Is the design world starting to return to work after the lockdown?
Yes, and to be honest, I don’t think we ever stopped working! Kudos goes to many of our suppliers who had to close their shops due to the pandemic but still managed to send out really informative information on their products - it was a perfect opportunity to learn and apply new knowledge to our designs. We can’t speak for everyone, but we have been very busy working on designs for our clients and presenting to them online. We have started our sites and are visiting regularly where possible through private transport (and wearing PPE). We have also had a flurry of brand-new requests so we have been busy visiting where we can (and even through Zoom) and hopefully we will get some good news soon!
How do you think the pandemic has influenced interior design?
It has changed how we work. Working remotely means it is absolutely necessary to communicate even more effectively than before. It has made us look closely at our processes and what can be done effectively via remote meetings and how we can present to our clients. Interior designers for sure have used this pandemic to showcase their voice and talent throughout. Like most designers we have a large collection of samples, so the need for an office is still here. However, it might be more of a rotation scheme, and a drop off or a pickup centre for the foreseeable future until we are more comfortable working closely together again.

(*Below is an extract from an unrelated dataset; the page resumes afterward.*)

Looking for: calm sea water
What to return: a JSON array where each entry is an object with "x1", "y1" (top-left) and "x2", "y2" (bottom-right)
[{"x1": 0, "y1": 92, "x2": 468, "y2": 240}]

Are there any permanent design trends following the COVID-19?
We are currently taking on a project for a multiple occupancy in central London. With COVID-19 there is an even stronger emphasis on materials, common space and type of design to help promote social distancing and clean environments. The pandemic has also highlighted the importance to go green and selecting materials that are not only easier to clean but also environmentally friendly and sustainable for a longer period of time! Pricing will also be a consideration as we anticipate budgets will be tighter and so designers will need to be more creative to find affordable ways to still provide that luxury look for clients who have less to spend. In terms of design, given the increased anxiety caused by the pandemic and also more time spent at home, clients will look to transform their homes into a more peaceful ambient environments whilst also trying to perfect the ‘home office.’